Blazer, in admitting 10 counts of illegal conduct, told the court of his conduct surrounding the vote that made South Africa the first nation on that continent to host soccer’s premier event.

“Among other things, I agreed with other persons in or around 1992 to facilitate the acceptance of a bribe in conjunction with the selection of the host nation for the 1998 World Cup,” Mr. Blazer told Judge Raymond J. Dearie when he entered his plea in 2013 in United States District Court in Brooklyn.

 “I and others on the FIFA executive committee agreed to accept bribes in conjunction with the selection of South Africa as the host nation for the 2010 World Cup,” and that he “and others agreed to accept bribes and kickbacks in conjunction with the broadcast and other rights” to several Gold Cup tournaments, a regional championship in which the United States competes,Mr. Blazer also said.
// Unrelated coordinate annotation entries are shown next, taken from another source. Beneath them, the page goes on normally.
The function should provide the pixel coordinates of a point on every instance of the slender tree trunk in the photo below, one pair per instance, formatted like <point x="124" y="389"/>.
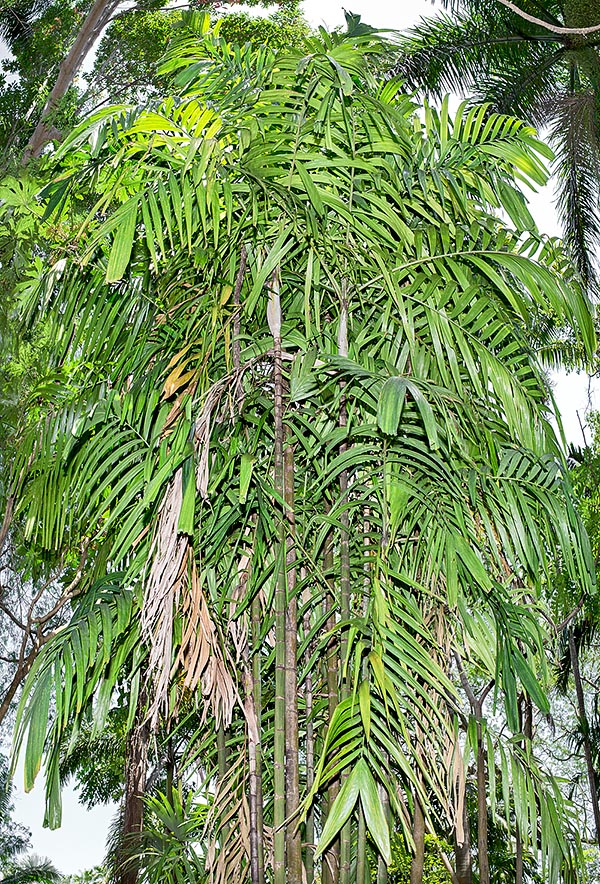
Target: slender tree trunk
<point x="418" y="861"/>
<point x="345" y="574"/>
<point x="462" y="852"/>
<point x="237" y="291"/>
<point x="170" y="772"/>
<point x="361" y="849"/>
<point x="382" y="872"/>
<point x="23" y="668"/>
<point x="96" y="20"/>
<point x="256" y="781"/>
<point x="309" y="861"/>
<point x="585" y="729"/>
<point x="279" y="872"/>
<point x="135" y="785"/>
<point x="331" y="857"/>
<point x="292" y="773"/>
<point x="482" y="830"/>
<point x="526" y="718"/>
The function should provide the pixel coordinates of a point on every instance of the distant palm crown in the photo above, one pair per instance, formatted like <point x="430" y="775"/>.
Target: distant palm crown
<point x="551" y="80"/>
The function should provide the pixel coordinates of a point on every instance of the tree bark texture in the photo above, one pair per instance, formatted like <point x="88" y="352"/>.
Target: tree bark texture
<point x="96" y="20"/>
<point x="585" y="728"/>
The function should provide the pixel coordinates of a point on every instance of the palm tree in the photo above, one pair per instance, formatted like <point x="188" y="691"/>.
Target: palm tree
<point x="549" y="79"/>
<point x="32" y="870"/>
<point x="295" y="408"/>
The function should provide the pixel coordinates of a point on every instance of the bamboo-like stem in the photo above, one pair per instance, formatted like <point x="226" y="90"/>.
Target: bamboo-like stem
<point x="462" y="852"/>
<point x="237" y="291"/>
<point x="292" y="774"/>
<point x="279" y="872"/>
<point x="382" y="872"/>
<point x="257" y="701"/>
<point x="418" y="861"/>
<point x="482" y="828"/>
<point x="345" y="581"/>
<point x="585" y="728"/>
<point x="309" y="860"/>
<point x="331" y="857"/>
<point x="361" y="850"/>
<point x="135" y="785"/>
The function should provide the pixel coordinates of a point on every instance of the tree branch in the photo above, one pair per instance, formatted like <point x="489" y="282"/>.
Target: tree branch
<point x="556" y="29"/>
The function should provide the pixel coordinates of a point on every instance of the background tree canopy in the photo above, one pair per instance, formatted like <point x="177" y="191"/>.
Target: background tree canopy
<point x="280" y="461"/>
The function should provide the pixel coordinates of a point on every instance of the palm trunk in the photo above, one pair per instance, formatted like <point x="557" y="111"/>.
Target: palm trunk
<point x="585" y="730"/>
<point x="462" y="852"/>
<point x="310" y="772"/>
<point x="279" y="872"/>
<point x="292" y="773"/>
<point x="382" y="872"/>
<point x="135" y="785"/>
<point x="361" y="850"/>
<point x="346" y="833"/>
<point x="482" y="830"/>
<point x="418" y="861"/>
<point x="331" y="857"/>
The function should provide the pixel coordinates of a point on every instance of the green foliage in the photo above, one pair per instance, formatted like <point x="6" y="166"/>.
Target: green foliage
<point x="127" y="60"/>
<point x="492" y="53"/>
<point x="434" y="871"/>
<point x="171" y="848"/>
<point x="287" y="222"/>
<point x="14" y="838"/>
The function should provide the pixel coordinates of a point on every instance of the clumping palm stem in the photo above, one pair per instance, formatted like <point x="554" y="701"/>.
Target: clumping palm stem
<point x="279" y="870"/>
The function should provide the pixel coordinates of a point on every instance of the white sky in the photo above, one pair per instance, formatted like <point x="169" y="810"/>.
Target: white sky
<point x="79" y="844"/>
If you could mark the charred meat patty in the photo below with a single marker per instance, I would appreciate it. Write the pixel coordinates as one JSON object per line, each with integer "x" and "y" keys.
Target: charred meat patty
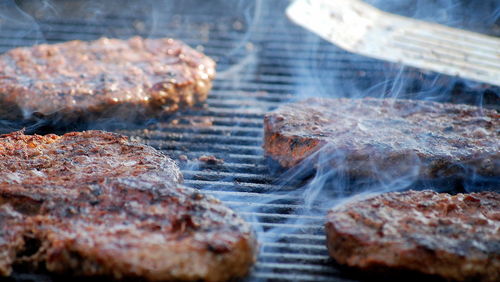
{"x": 367, "y": 136}
{"x": 95, "y": 203}
{"x": 107, "y": 77}
{"x": 453, "y": 236}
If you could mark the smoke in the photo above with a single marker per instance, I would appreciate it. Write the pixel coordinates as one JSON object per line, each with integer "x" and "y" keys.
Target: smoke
{"x": 313, "y": 68}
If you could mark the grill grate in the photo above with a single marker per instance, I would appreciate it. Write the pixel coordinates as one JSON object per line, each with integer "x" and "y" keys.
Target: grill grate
{"x": 260, "y": 67}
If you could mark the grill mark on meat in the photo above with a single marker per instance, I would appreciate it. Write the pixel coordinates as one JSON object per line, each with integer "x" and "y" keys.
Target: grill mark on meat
{"x": 77, "y": 80}
{"x": 109, "y": 206}
{"x": 456, "y": 237}
{"x": 441, "y": 140}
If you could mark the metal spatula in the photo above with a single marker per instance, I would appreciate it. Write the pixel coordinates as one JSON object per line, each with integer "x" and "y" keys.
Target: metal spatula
{"x": 360, "y": 28}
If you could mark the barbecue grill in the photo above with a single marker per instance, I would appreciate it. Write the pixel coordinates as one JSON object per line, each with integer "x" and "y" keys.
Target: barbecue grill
{"x": 263, "y": 61}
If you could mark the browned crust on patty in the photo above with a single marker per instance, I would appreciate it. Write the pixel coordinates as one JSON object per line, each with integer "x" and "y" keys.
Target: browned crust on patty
{"x": 103, "y": 78}
{"x": 370, "y": 135}
{"x": 99, "y": 204}
{"x": 456, "y": 237}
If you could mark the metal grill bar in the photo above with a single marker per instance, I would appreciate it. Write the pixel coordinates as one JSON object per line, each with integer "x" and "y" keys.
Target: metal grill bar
{"x": 230, "y": 127}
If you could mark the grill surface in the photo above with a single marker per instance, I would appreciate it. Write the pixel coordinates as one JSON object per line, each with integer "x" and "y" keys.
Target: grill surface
{"x": 263, "y": 61}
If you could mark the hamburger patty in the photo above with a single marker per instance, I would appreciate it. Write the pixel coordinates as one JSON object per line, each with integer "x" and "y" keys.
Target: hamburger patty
{"x": 390, "y": 135}
{"x": 456, "y": 237}
{"x": 106, "y": 77}
{"x": 95, "y": 203}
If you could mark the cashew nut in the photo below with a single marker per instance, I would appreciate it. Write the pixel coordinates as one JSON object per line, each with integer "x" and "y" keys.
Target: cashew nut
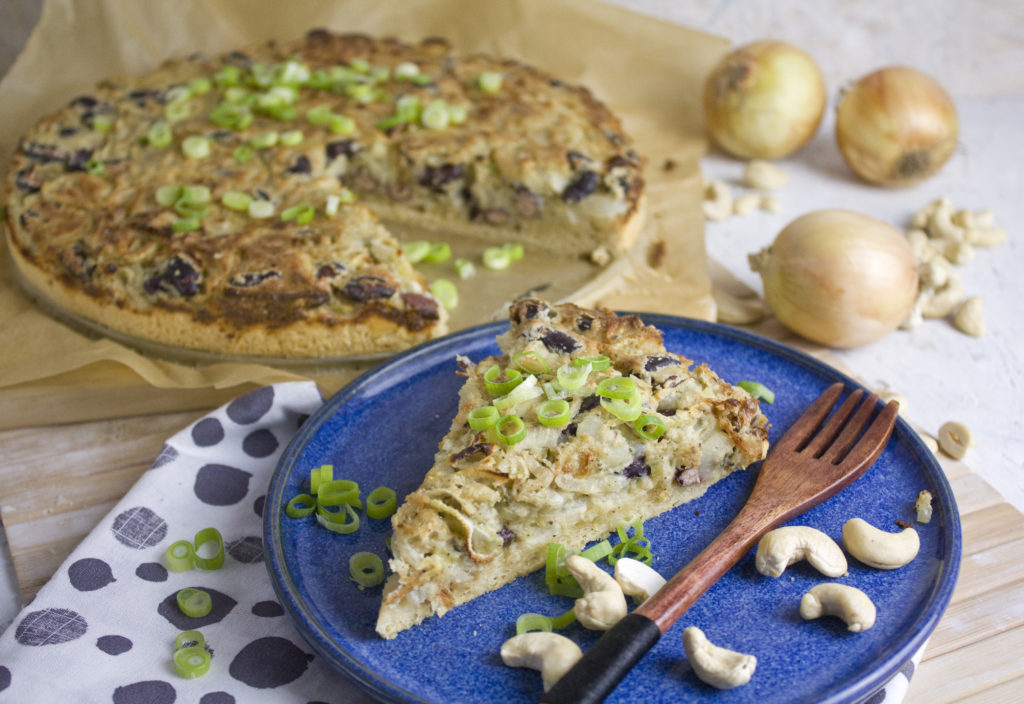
{"x": 764, "y": 175}
{"x": 833, "y": 599}
{"x": 603, "y": 603}
{"x": 878, "y": 547}
{"x": 968, "y": 317}
{"x": 717, "y": 666}
{"x": 637, "y": 579}
{"x": 718, "y": 201}
{"x": 780, "y": 547}
{"x": 954, "y": 439}
{"x": 552, "y": 654}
South African Football Association president Molefi Oliphant sent a letter to FIFA secretary general Jerome Valcke in 2008 asking FIFA to withhold $10 million from the budget of the 2010 World Cup organizers and to use the money to finance a “Diaspora Legacy Programme” under the control of then CONCACAF President Jack Warner. South Africa Sports Minister Fikile Mbalula denies the money was a bribe and says it was an “aboveboard payment” to help soccer development in Caribbean region.

Two other cooperating witnesses in the FIFA case that suggest the kind of agreement Mr. Blazer may have struck. They are Daryan and Daryll Warner, sons of Jack Warner, a politican and businessman from Trinidad and Tobago and the former president of Concacaf, the soccer governing body overseeing North America, Central America and the Caribbean.
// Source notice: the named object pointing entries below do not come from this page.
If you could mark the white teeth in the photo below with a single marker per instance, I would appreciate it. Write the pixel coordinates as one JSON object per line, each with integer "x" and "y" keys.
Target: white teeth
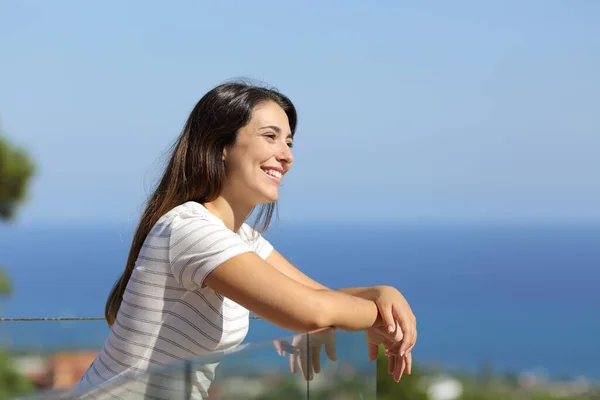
{"x": 273, "y": 173}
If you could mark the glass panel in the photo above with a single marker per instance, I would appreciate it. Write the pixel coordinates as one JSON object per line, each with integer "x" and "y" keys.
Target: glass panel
{"x": 267, "y": 370}
{"x": 345, "y": 370}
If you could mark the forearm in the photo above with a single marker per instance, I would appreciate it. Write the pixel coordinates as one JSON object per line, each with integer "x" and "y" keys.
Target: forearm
{"x": 348, "y": 312}
{"x": 366, "y": 292}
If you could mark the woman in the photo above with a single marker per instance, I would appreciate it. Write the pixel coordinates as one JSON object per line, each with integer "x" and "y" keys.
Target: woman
{"x": 195, "y": 267}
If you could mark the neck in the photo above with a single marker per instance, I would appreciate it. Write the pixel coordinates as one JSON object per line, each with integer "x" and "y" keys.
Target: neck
{"x": 233, "y": 213}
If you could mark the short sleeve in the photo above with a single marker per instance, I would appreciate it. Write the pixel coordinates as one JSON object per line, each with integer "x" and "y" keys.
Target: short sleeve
{"x": 198, "y": 245}
{"x": 259, "y": 244}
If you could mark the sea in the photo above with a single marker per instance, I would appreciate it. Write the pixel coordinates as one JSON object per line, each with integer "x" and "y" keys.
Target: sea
{"x": 513, "y": 297}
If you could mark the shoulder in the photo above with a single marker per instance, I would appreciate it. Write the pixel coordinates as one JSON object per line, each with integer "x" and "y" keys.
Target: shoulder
{"x": 249, "y": 235}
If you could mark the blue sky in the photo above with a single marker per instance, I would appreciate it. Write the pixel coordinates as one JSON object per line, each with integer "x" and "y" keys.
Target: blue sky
{"x": 429, "y": 111}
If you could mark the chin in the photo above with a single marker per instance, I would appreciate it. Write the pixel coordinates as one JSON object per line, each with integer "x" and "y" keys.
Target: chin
{"x": 269, "y": 197}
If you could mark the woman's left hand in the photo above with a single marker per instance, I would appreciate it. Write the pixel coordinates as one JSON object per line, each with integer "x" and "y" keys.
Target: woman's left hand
{"x": 396, "y": 364}
{"x": 397, "y": 316}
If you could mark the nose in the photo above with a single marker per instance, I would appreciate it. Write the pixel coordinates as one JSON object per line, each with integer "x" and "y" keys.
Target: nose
{"x": 285, "y": 154}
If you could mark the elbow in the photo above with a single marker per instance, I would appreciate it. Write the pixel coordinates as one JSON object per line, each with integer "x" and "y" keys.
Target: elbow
{"x": 320, "y": 317}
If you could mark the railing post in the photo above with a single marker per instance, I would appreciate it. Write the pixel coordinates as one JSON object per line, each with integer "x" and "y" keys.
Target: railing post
{"x": 187, "y": 370}
{"x": 308, "y": 365}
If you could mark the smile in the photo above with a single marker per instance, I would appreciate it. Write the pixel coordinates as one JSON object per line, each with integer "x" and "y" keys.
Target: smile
{"x": 273, "y": 174}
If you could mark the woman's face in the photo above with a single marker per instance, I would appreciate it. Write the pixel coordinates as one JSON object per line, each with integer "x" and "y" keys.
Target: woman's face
{"x": 260, "y": 156}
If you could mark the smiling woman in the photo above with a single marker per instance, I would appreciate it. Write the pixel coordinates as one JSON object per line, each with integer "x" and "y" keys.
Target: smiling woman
{"x": 196, "y": 268}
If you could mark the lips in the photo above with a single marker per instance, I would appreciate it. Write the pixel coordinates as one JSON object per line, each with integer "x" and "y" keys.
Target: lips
{"x": 273, "y": 173}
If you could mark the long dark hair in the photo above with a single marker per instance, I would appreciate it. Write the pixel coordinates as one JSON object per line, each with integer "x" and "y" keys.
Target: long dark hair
{"x": 196, "y": 170}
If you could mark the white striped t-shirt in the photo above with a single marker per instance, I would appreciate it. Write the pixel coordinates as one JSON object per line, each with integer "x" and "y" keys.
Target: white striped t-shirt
{"x": 167, "y": 314}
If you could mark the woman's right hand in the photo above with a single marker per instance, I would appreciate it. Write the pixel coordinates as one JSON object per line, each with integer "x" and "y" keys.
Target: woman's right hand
{"x": 396, "y": 364}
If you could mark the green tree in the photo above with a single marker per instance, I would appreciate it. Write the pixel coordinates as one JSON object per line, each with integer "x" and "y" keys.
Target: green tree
{"x": 16, "y": 170}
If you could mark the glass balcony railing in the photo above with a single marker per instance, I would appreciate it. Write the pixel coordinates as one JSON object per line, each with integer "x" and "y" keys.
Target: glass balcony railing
{"x": 328, "y": 364}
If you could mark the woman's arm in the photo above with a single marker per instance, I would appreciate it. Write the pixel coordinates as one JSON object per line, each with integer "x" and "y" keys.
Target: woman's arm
{"x": 391, "y": 304}
{"x": 250, "y": 281}
{"x": 280, "y": 263}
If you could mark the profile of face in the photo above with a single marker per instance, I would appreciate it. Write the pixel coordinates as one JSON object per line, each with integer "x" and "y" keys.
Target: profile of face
{"x": 260, "y": 156}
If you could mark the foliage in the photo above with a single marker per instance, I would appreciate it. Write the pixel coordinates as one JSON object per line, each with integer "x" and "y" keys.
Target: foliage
{"x": 16, "y": 170}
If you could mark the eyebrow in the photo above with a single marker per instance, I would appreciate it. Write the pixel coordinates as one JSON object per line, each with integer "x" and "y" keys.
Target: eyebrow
{"x": 277, "y": 129}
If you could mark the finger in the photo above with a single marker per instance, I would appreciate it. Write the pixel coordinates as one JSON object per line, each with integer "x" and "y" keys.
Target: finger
{"x": 373, "y": 351}
{"x": 388, "y": 317}
{"x": 293, "y": 361}
{"x": 330, "y": 350}
{"x": 399, "y": 368}
{"x": 391, "y": 364}
{"x": 407, "y": 329}
{"x": 316, "y": 359}
{"x": 305, "y": 367}
{"x": 413, "y": 343}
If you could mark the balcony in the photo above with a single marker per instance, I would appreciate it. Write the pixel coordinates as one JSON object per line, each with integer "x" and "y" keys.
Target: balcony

 Mr. Blazer, a friend of Mr. Warner’s, was Concacaf’s general secretary from 1990 to 2011, and both were members of FIFA’s governing executive committee for years. The committee’s functions include awarding the hosting rights for the quadrennial World Cup.

Blazer who is now wheelchair-bound, told the court he had received chemotherapy and radiation for rectal cancer, and he also suffered from diabetes and coronary artery disease.

Now 70,Blazer did not identify the country that had offered the bribe at the 2013 hearing, but a charging document unsealed last week said Blazer was present when a representative of Morocco’s bid committee offered a payment in exchange for the support of a FIFA official identified as co-conspirator #1 — believed to be former FIFA and CONCACAF executive Jack Warner, who prosecutors say told Blazer to make arrangements for the delivery of the payment.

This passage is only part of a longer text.